The welcoming committee on my first visit to Fresno was bigger and more daunting than just his family, which was intimidating enough. In addition to all six of his brothers and sisters plus his brother’s fiancée Cindy and Aunt Mary half the neighborhood and assorted family friends assembled in the Rowell living room, all curious to see what kind of freak agreed to marry a guy she met a mere six weeks earlier. In retrospect, this was totally understandable – if I was one of them, I’d be dying of curiosity too.
They called him Johnny which was disconcerting because I never thought of him as a Johnny. His sister Lucy teased him about a receding hairline, which caused me to look twice – how had I missed a thing like that?? (For the record, he still has all of his hair and most of it hasn’t gone gray.) Their collective astonishment that John was getting married gave me pause – why did they find it so incredible? (In their minds, he was still the chess-obsessed loner he’d been years earlier.)
As ego-gratifying as it was to watch his letters from old girlfriends dissolve to ash, I shouldn’t have encouraged him to do it – particularly given my own egregious failure to follow suit.
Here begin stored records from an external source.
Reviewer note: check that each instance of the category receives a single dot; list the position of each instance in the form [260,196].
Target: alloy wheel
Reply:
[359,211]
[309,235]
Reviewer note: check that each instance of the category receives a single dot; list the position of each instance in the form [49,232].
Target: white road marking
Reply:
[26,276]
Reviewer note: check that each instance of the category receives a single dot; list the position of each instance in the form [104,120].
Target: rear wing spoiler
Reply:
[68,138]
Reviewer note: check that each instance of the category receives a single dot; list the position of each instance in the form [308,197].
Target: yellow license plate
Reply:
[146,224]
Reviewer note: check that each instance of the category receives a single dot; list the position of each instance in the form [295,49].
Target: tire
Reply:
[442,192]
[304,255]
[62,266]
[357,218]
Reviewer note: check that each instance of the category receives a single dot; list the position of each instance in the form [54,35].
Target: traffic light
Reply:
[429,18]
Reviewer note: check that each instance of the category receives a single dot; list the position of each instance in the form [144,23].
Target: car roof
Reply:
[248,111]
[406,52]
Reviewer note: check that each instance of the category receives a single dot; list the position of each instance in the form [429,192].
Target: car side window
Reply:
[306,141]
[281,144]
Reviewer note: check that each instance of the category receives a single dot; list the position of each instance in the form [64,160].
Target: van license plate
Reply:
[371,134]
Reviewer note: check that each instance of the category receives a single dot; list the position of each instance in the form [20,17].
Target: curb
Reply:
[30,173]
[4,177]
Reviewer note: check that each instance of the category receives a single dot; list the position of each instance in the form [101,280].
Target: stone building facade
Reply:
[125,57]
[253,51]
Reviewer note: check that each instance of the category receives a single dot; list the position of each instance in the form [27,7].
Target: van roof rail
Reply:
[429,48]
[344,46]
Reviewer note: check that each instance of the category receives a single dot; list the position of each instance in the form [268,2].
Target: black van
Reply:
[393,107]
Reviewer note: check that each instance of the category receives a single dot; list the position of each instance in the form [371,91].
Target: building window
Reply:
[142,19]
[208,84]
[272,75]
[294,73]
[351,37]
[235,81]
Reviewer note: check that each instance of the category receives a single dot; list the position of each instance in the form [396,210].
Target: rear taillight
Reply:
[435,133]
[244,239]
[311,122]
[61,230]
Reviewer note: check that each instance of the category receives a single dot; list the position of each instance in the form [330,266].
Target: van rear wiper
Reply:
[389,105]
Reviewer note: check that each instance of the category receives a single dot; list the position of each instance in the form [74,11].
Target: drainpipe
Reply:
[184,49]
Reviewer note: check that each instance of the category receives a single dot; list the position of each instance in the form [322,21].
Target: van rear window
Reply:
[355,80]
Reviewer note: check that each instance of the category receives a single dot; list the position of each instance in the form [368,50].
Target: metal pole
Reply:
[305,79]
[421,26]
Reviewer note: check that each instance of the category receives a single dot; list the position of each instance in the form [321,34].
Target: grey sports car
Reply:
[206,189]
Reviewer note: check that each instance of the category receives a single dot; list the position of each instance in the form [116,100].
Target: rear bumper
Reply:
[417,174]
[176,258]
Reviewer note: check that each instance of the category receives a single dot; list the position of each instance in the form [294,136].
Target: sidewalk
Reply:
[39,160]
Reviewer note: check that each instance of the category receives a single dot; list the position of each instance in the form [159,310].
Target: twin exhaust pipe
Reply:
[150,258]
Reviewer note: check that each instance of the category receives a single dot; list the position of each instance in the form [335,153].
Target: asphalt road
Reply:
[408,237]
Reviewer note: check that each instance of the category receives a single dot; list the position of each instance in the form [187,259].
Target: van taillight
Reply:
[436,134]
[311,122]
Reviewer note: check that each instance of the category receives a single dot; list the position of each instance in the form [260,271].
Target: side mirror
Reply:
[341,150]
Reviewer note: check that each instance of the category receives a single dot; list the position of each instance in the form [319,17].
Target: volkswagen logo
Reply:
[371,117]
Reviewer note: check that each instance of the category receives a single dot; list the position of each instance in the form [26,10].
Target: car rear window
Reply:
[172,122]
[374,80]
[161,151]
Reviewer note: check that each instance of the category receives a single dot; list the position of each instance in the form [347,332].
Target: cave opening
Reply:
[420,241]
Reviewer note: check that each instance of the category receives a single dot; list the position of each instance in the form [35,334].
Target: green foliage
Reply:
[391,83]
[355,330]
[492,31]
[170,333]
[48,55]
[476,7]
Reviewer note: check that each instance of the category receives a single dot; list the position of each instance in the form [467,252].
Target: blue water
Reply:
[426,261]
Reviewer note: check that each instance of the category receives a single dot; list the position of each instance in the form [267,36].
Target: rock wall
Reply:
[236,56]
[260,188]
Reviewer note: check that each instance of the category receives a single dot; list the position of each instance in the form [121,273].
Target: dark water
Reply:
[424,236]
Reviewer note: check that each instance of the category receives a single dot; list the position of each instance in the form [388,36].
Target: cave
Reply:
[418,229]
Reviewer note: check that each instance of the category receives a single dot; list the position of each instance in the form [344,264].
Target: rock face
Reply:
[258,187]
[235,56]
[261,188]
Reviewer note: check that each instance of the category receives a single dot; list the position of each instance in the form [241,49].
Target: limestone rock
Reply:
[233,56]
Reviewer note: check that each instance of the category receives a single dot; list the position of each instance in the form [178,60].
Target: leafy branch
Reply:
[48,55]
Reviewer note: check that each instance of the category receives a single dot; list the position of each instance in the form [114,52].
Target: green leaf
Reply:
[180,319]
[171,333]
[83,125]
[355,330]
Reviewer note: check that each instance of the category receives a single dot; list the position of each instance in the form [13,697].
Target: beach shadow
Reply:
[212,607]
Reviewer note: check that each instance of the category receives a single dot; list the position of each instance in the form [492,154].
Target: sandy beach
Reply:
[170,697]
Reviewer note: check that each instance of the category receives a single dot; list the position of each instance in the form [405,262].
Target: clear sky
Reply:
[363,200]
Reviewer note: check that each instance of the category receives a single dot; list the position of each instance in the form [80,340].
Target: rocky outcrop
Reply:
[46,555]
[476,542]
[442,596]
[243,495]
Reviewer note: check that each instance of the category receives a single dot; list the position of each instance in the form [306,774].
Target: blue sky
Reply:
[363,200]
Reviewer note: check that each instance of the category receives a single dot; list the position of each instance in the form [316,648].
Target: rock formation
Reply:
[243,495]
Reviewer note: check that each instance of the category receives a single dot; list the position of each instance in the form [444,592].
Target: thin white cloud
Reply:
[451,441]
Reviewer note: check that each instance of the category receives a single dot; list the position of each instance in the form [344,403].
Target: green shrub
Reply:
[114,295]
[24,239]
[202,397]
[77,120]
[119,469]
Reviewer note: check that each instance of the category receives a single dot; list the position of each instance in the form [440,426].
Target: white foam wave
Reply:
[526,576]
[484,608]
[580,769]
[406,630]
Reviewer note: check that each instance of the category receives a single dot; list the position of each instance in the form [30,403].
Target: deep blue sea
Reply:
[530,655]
I qualified my refusal by explaining that my old love letters were “research for my writing” – which is true – but the bigger truth is our different reactions reveal our characters. He loves to throw things out; I love to cling to them. Neither of us are likely to change.
Rebecca LaRussa April 18, 2018 at 11:06 pm
Geez Kathy, you should have gone into modeling. The picture of you, just you, (with the Rowell spouses) would have made a wonderful cover for Vogue magazine. Keep posting, such great memories.